Ты,   жаждущий меня вновь к жизни приобщить,
Чтоб ожила я, мне дыханье надо пить
Уст,   имя шепчущих мое в теченье ночи».

Гробница Эдгара По
(пер. И.Анненского)

Лишь в смерти ставший тем, чем был он изначала,
Грозя, заносит он сверкающую сталь
Над непонявшими, что скорбная скрижаль
Царю немых могил осанною звучала.

Как гидра некогда отпрянула, виясь,
От блеска истины в пророческом глаголе,
Так возопили вы, над гением глумясь,
Что яд философа развел он в алкоголе.

О, если туч и скал осиля тяжкий гнев,
Идее не дано отлиться в барельеф,
Чтоб им забвенная отметилась могила,

Хоть ты, о черный след от смерти золотой,
Обломок лишнего в гармонии светила,
Для крыльев Дьявола отныне будь метой.

Гробница Шарля Бодлера
(пер. М.Талова)

Храм похороненный чрез стоков рот надгробный
Слюнясь и выплюнув рубин и грязный ил
Гнуснейший истукан Анубис возгласил
С спаленной мордою как лай сурово-злобный

Иль чтоб недавний газ фитиль сучил подобный
Бесчестий прожитых сушитель осветил
Он кость лобковую угрюмый и без сил
Чей лёт по фонарю смотря струится пробный

Какая же листва сухая в городах
Без вечера слетит прославив бренный прах
На мрамор тщетно столь белеющий Бодлера

То скрытая фатой дрожащая на нем
Сама же Тень его под светом ревербера
Яд ввек вдыхаемый коль от него мы мрем.

Гробница (Поля Верлена)
(пер. М.Талова)

         Годовщина — январь 1897
Утес, борей его пусть хлещет, разъяренный,
Не остановится под набожной рукой,
Ощупавшей свое подобие с людской 
Бедой, чтоб прославлять лишь слепок удрученный.

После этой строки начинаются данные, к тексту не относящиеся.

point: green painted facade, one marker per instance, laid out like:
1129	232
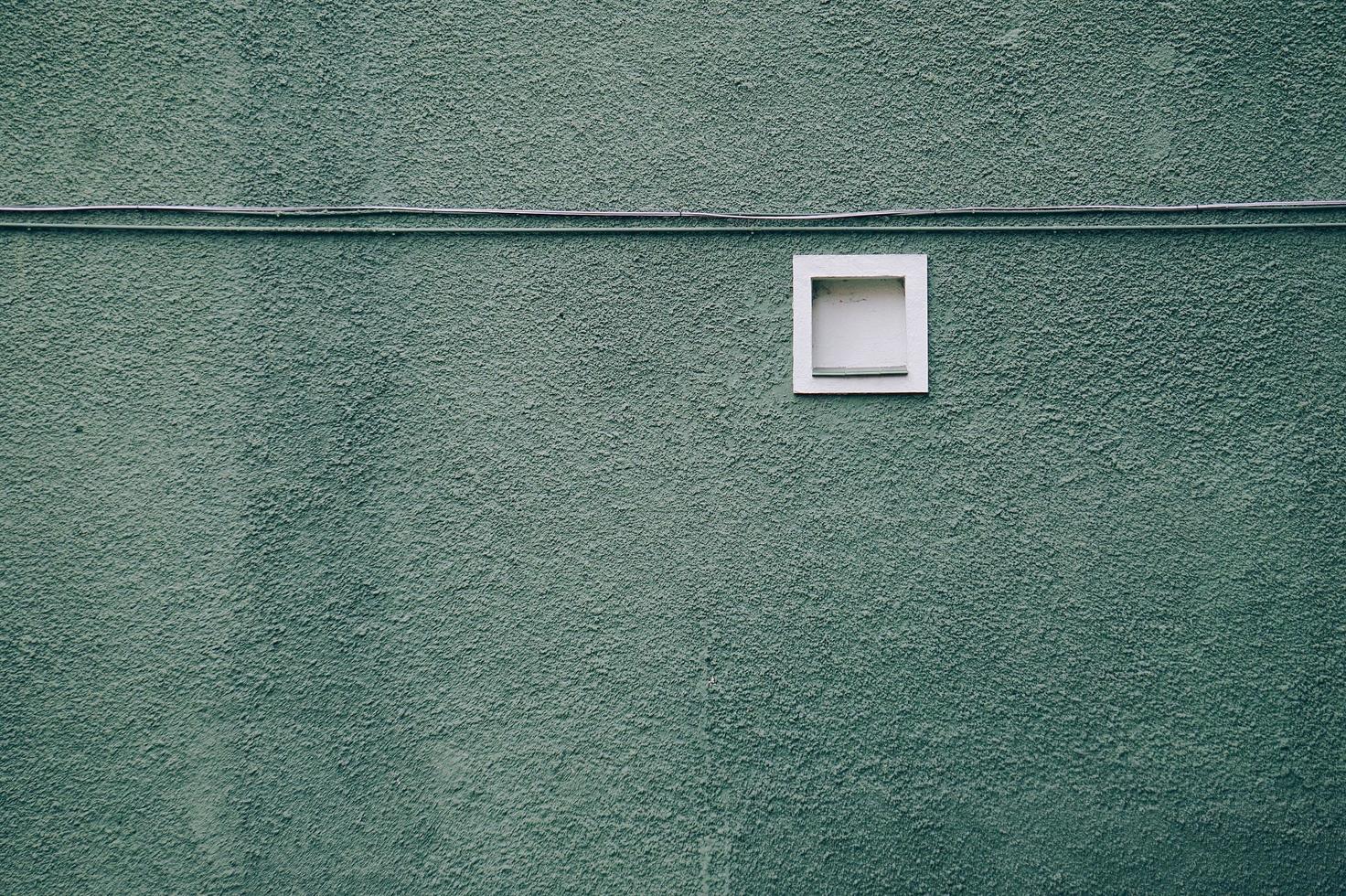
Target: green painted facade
510	564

Здесь, если вяхирь вдруг воркует упоенный,
Скорбь невесомая созрелых сборок тьмой
Звезду дней завтрашних гнетет, чей яркий рой
Толпу осеребрит, как нимб одушевленный.

Кто ищет, охватив блистательный прыжок
Бродяги нашего, что внешне одинок, Верлена?
Меж цветов почиет прах Верлена,

Чтоб не застать врасплох среди могильных плит
Уста, из коих нам не пить дыханья тлена, —
Глубокий чуть ручей, над коим смерть чудит.